Citing Hill, our supreme court has stated the question of whether counsel's deficient representation caused the defendant to plead guilty depends in large part on predicting whether the defendant likely would have been successful at trial. Hall, 217 Ill. 2d at 336, 841 N.E.2d at 921.
¶ 17 In this case, defendant did not make a claim of innocence or articulate a plausible defense; he simply rested on the bare allegation that he would have pled not guilty had he known of the deportation consequences of his plea. Contrary to defendant's assertion that he did not know of the deportation consequences of his plea, the record is clear defendant was admonished by the trial court that the conviction could result in deportation, exclusion from admission to the United States, or denial of naturalization.
¶ 18 Even if we excused defendant's failure to claim innocence or raise a plausible defense as Hall seems to require, defendant does not explain how his alleged ignorance of the deportation consequences factored into his decision to plead guilty. Or, stated differently, he does not explain why, had he known of that consequence, he would have pleaded not guilty and insisted on going to trial. While Padilla did not resolve the prejudice prong, it stated what was required for a defendant to show prejudice: "a petitioner must convince the court that a decision to reject the plea bargain would have been rational under the circumstances." Padilla, 559 U.S. at ___ , 130 S. Ct. at 1485. It is hard to imagine how rejection of the plea offer in this case would have been rational. Going to trial would not have spared defendant of the effect of deportation if he were convicted, which was likely, and would also have subjected him to the possibility of a greater term of imprisonment. The evidence against defendant is overwhelming. Essentially, the prejudice defendant alleges is dissatisfaction about the effects of deportation, which would not have changed if he had gone to trial and been convicted.

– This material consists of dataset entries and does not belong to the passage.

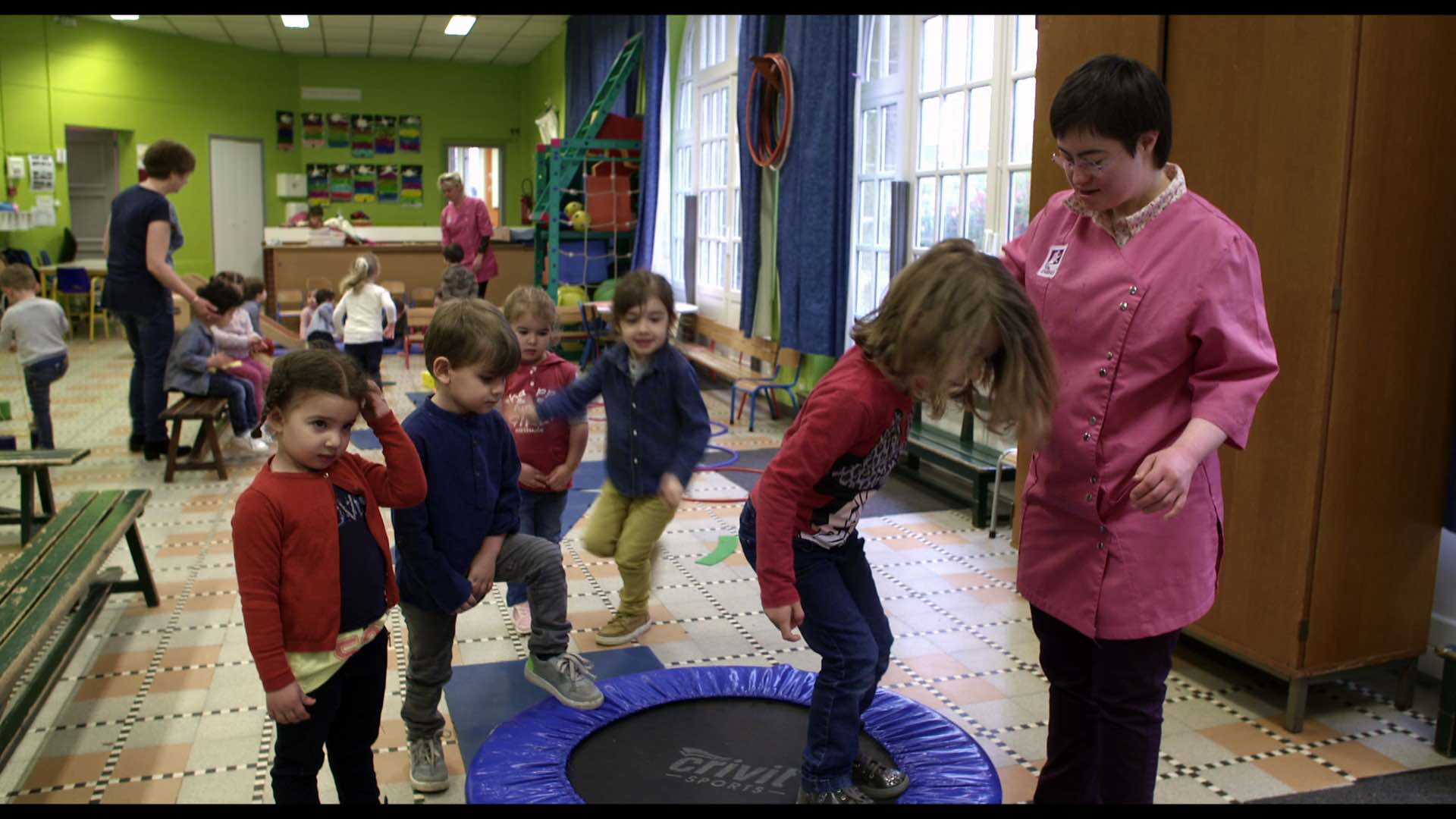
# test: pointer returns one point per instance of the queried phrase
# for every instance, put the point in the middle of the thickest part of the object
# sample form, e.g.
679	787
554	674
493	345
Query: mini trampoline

¶ 19 Here, to establish prejudice, defendant offers nothing more than the bare assertion that he would not have pleaded guilty but would have insisted on going to trial. This is not sufficient, given Padilla's admonition that prejudice requires a defendant to convince the court a decision to reject the plea bargain would have been rational under the circumstances.

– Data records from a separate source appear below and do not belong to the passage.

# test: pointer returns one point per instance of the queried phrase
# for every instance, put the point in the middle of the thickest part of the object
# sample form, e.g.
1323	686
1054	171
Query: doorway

¶ 20 Alternatively, defendant argues his postplea counsel was ineffective for failing to elicit testimony from defendant he would not have pleaded guilty had he been told of the deportation consequences of his plea. As we have pointed out, however, a defendant alleging ineffective assistance of counsel must still establish prejudice. The bare allegation that, but for the alleged error, a defendant would have insisted on trial, without something more, is not enough. Standing alone, such an allegation is subjective, self-serving, and insufficient to satisfy the Strickland requirement for prejudice. See Rissley, 206 Ill. 2d at 459-60, 795 N.E.2d at 205. Defendant's self-serving statements that, but for his counsel's inadequate representation, he would have pleaded not guilty, unaccompanied by either a claim of innocence or the articulation of any plausible defense that he could have raised had he opted for a trial, is insufficient to demonstrate the required prejudice. Defendant does not now allege he is innocent, nor does he claim to have any plausible defense he could have raised had he chosen a trial. Defendant admitted cutting his wife's neck while asking if she knew what their children would do if both of them died that night. Defendant has never repudiated his sworn admission. Given these facts, defendant has not established the prejudice required under Strickland.
¶ 21 Defendant next argues the circuit clerk lacked authority to assess the $5 anticrime fee. The State concedes the anticrime fee may not be imposed where the trial court imposes a sentence of imprisonment. See People v. Beler, 327 Ill. App. 3d 829, 837, 763 N.E.2d 925, 931 (2002). We accept the State's concession and vacate the anticrime fee.
¶ 22 Defendant next argues he is entitled to a $5-per-day credit for time served against his $4.75 drug-court fee. The drug-court fee is a fine, and defendant is entitled to a $5-per-day credit against this $4.75 fine. See People v. Sulton, 395 Ill. App. 3d 186, 193, 916 N.E.2d 642, 647-48 (2009). The State concedes defendant is entitled to the $5-per-day credit for the 360 days he spent in custody. Accordingly, we remand this case and direct the trial court to amend the judgment order to grant defendant a credit against the $4.75 drug-court fee.
¶ 23 Defendant next argues the $25 VCVA assessment should be reduced to $4, and the State concedes the fine should be reduced to $4.
¶ 24 Pursuant to section 10(c)(1) of the Violent Crime Victims Assistance Act, the $25 VCVA assessment defendant received is to be imposed only where the defendant is convicted of a qualifying felony and no other fine is imposed. See 725 ILCS 240/10(c)(1) (West 2008).
¶ 25 In this case, the $4.75 drug-court assessment is a fine because the record does not show it was sought to reimburse the State for any costs incurred in defendant's prosecution. See People v. Paige, 378 Ill. App. 3d 95, 102, 880 N.E.2d 675, 682 (2007).
¶ 26 Where another fine is imposed, section 10(b) of the Violent Crime Victims Assistance Act requires "there shall be an additional penalty collected *** upon conviction *** of $4 for each $40, or fraction thereof, of fine imposed." 725 ILCS 240/10(b) (West 2008). In this case, the drug-court fine is $4.75. Accordingly, defendant's VCVA assessment should be modified to $4 because the remaining fine totals less than $40. See 725 ILCS 240/10(b) (West 2008).
¶ 27 III. CONCLUSION
¶ 28 For the reasons stated, we vacate the anticrime fee; we remand for the application of defendant's available credit toward the $4.75 drug-court fee; and we remand for a reduction of the VCVA assessment to $4. We otherwise affirm the trial court's judgment as modified. As part of our judgment, we award the State its $50 statutory assessment against defendant as costs of this appeal.
¶ 29 Affirmed in part as modified and vacated in part; cause remanded with directions.